Coherent spin current amplification by a non-adiabatic interaction.

We propose a mechanism for coherent spin current amplification in a solid-state magnetic medium device. The mechanism relies on the non-adiabatic regime in a magnetic media [1-3], in which the energetic balance between a precessing magnetic moment and a driving ac spin current is interrupted. In this mechanism, optical pulses perturb a precessing magnetic moment in the presence of a driving ac field, thus injecting energy into the system. The injected energy manifests in spin pumping current, which coherently adds to the injected spin current.
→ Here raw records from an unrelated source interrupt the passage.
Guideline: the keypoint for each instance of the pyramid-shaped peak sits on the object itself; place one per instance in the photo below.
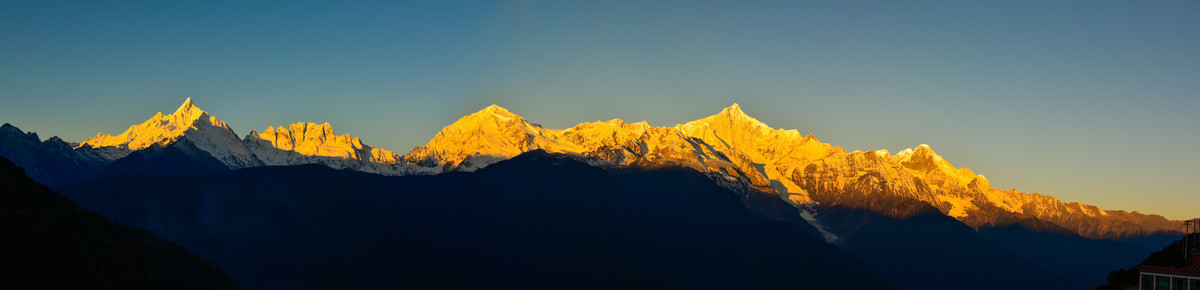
(496, 112)
(735, 109)
(189, 109)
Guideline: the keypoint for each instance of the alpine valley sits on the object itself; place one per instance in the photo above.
(499, 201)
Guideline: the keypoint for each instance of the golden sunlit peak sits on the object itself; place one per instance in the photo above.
(496, 110)
(733, 109)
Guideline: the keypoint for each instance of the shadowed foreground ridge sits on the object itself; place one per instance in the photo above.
(537, 221)
(49, 243)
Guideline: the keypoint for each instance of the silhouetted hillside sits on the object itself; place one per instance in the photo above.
(533, 222)
(49, 243)
(1169, 257)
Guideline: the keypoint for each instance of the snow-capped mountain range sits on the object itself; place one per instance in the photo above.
(737, 151)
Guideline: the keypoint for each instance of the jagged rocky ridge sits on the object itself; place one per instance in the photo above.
(733, 149)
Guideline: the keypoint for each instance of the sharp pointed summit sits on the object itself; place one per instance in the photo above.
(207, 133)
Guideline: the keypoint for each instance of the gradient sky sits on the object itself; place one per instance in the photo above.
(1086, 101)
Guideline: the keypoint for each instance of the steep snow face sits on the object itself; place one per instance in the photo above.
(313, 139)
(735, 149)
(204, 131)
(307, 143)
(486, 137)
(743, 153)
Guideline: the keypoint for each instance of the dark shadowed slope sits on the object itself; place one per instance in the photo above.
(49, 243)
(1065, 252)
(1168, 257)
(533, 222)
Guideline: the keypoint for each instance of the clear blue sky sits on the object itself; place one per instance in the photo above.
(1087, 101)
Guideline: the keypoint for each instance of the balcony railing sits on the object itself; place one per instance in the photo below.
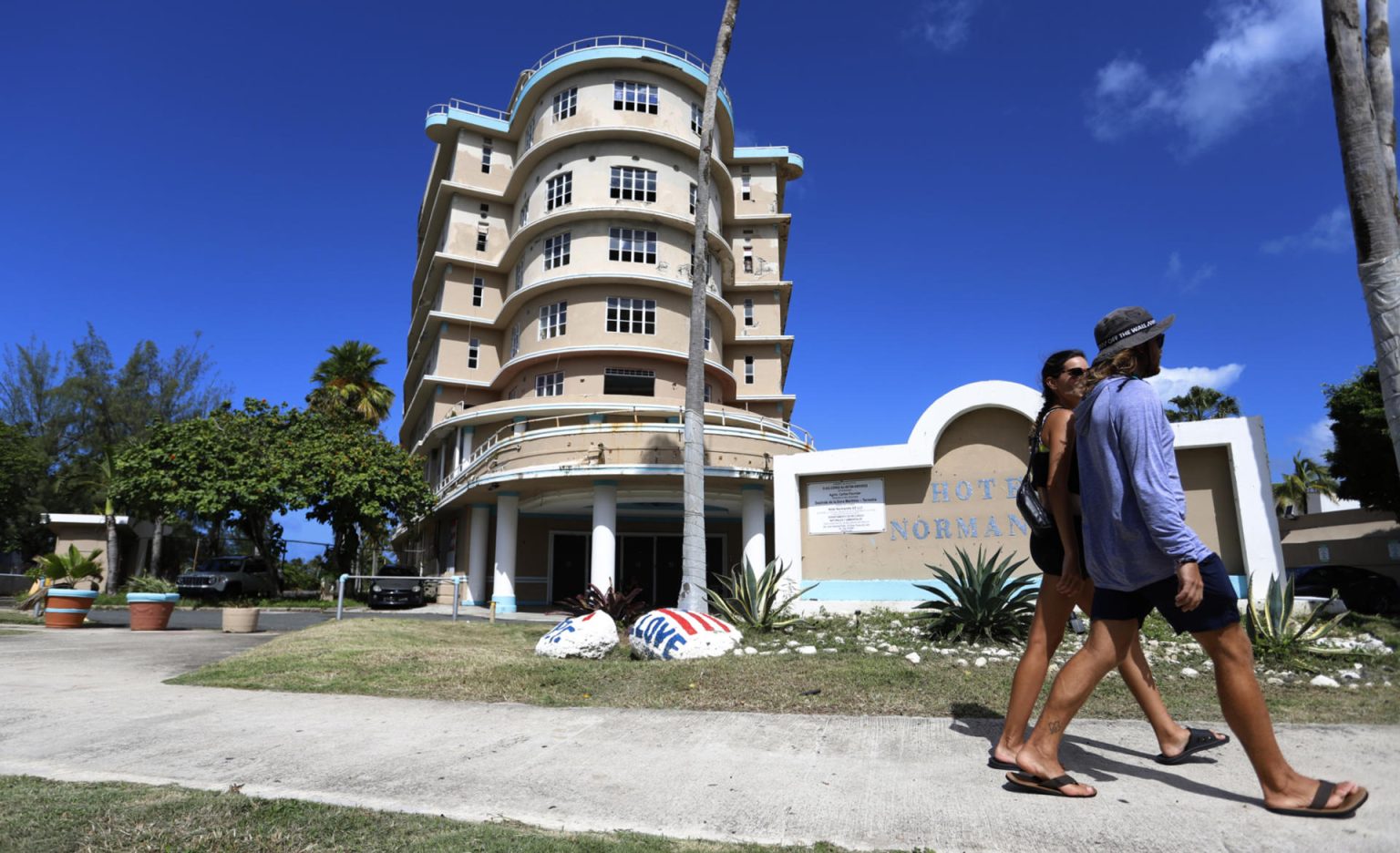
(588, 44)
(537, 427)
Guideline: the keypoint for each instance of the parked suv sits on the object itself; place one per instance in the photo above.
(229, 577)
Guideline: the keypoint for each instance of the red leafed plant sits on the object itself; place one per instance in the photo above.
(622, 607)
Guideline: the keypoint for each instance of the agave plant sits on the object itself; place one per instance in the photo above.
(622, 607)
(751, 600)
(980, 600)
(1269, 625)
(62, 570)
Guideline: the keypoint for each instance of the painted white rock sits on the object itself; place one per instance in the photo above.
(671, 635)
(592, 636)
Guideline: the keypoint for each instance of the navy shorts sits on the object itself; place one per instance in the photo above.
(1220, 604)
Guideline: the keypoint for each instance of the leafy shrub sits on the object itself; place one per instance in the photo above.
(982, 600)
(1270, 629)
(149, 583)
(751, 600)
(623, 607)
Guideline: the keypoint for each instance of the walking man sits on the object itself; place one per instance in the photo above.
(1141, 556)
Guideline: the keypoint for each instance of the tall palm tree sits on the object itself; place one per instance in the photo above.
(692, 544)
(1306, 477)
(1201, 404)
(1363, 94)
(346, 380)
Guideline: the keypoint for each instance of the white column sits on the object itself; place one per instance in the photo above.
(475, 594)
(755, 542)
(605, 534)
(507, 516)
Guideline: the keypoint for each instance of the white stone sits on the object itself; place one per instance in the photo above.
(674, 635)
(591, 636)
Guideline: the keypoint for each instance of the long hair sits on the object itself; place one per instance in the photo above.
(1053, 367)
(1126, 363)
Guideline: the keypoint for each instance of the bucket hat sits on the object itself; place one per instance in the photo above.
(1125, 328)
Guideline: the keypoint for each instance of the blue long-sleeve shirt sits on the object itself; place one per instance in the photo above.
(1134, 510)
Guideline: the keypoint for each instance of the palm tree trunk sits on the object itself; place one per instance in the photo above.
(692, 548)
(1366, 139)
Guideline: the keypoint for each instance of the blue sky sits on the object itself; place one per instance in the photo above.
(983, 181)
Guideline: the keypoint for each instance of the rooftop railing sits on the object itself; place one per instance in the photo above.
(587, 44)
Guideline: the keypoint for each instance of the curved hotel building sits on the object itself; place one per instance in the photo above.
(551, 324)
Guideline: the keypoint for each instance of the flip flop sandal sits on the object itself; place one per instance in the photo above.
(1318, 808)
(1049, 786)
(1200, 740)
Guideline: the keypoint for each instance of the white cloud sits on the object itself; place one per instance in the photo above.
(944, 23)
(1258, 49)
(1175, 381)
(1332, 232)
(1188, 281)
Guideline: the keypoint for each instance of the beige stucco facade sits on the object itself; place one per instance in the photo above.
(549, 328)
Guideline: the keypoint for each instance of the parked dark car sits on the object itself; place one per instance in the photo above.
(1361, 590)
(395, 586)
(230, 577)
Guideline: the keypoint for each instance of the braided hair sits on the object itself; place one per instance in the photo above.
(1053, 367)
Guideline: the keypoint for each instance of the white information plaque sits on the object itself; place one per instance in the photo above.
(846, 508)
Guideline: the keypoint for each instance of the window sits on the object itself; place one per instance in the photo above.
(549, 384)
(559, 190)
(640, 383)
(632, 244)
(633, 184)
(629, 315)
(556, 251)
(566, 104)
(551, 320)
(634, 97)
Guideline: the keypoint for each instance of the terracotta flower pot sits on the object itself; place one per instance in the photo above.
(151, 611)
(67, 608)
(240, 620)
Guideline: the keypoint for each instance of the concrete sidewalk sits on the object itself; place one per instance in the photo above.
(88, 704)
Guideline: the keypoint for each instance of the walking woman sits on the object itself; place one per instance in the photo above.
(1060, 556)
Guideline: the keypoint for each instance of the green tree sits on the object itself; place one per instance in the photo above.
(1201, 404)
(1361, 443)
(355, 480)
(1306, 477)
(346, 380)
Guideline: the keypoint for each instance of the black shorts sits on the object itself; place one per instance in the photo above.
(1047, 550)
(1220, 602)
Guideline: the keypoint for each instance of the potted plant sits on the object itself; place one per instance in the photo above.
(57, 579)
(240, 618)
(151, 601)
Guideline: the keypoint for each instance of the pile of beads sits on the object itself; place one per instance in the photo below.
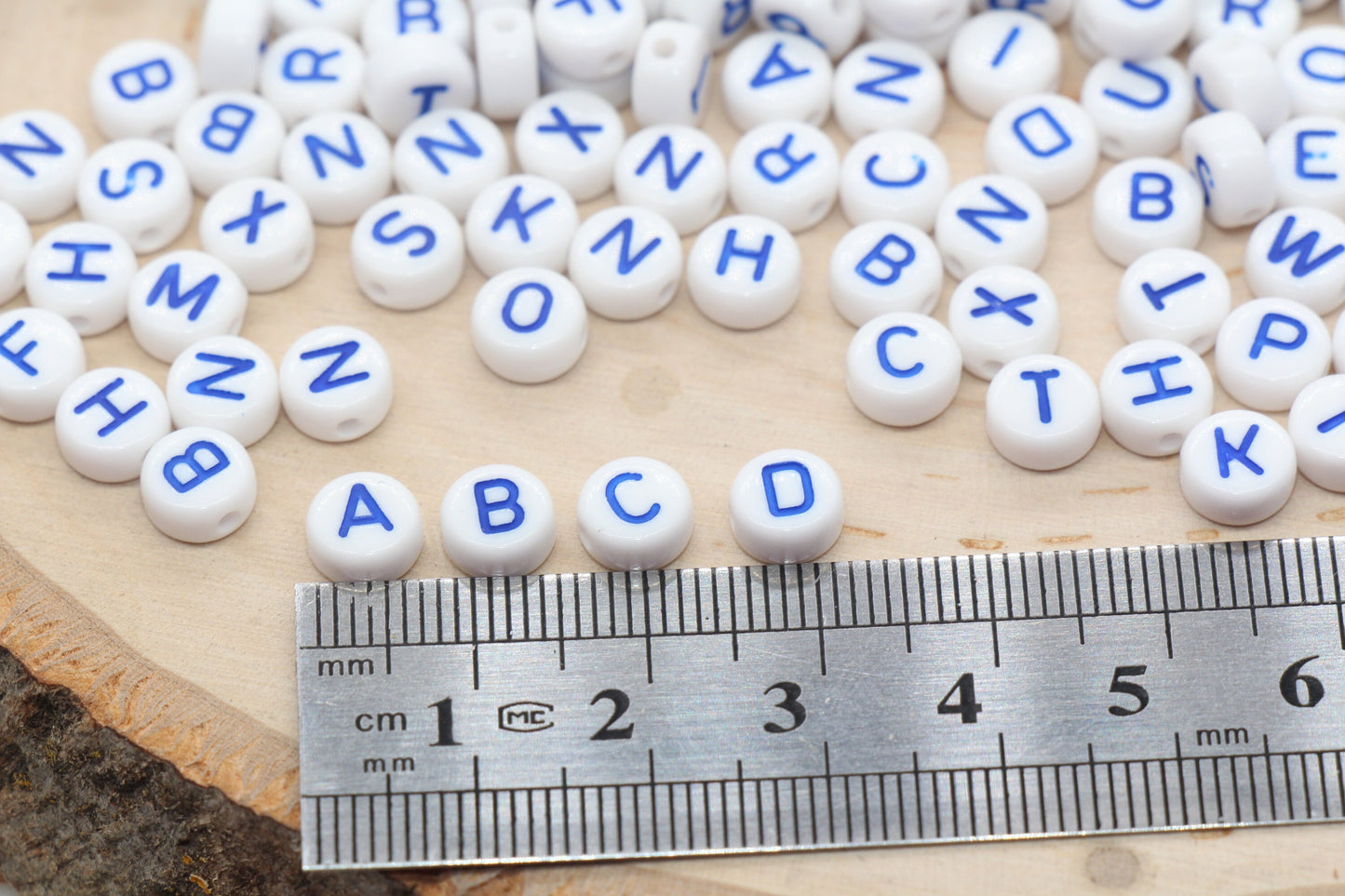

We study the gain characteristics, saturation profile, phase relations between the driving ac spin current and spin pumping current , as well as the behavior of both small and large angle dynamical regimes which are excited by application of either weak or strong pulses. A comparison to the conventional optical amplifier is discussed. The mechanism we propose is a highly sensible magnetization controller, as well as a first step toward a practical spin current amplifier for spintronics applications.


[1] M. Brik, N. Bernstein, and A. Capua, ArXiv e-prints (2020).
[2] A. Capua, C. Rettner, S.-H. Yang, T. Phung, and S. S. P. Parkin, Nature Commun. 8, 16004 (2017).
[3] A. D. Karenowska et al., Physical Review Letters 108, 015505 (2012).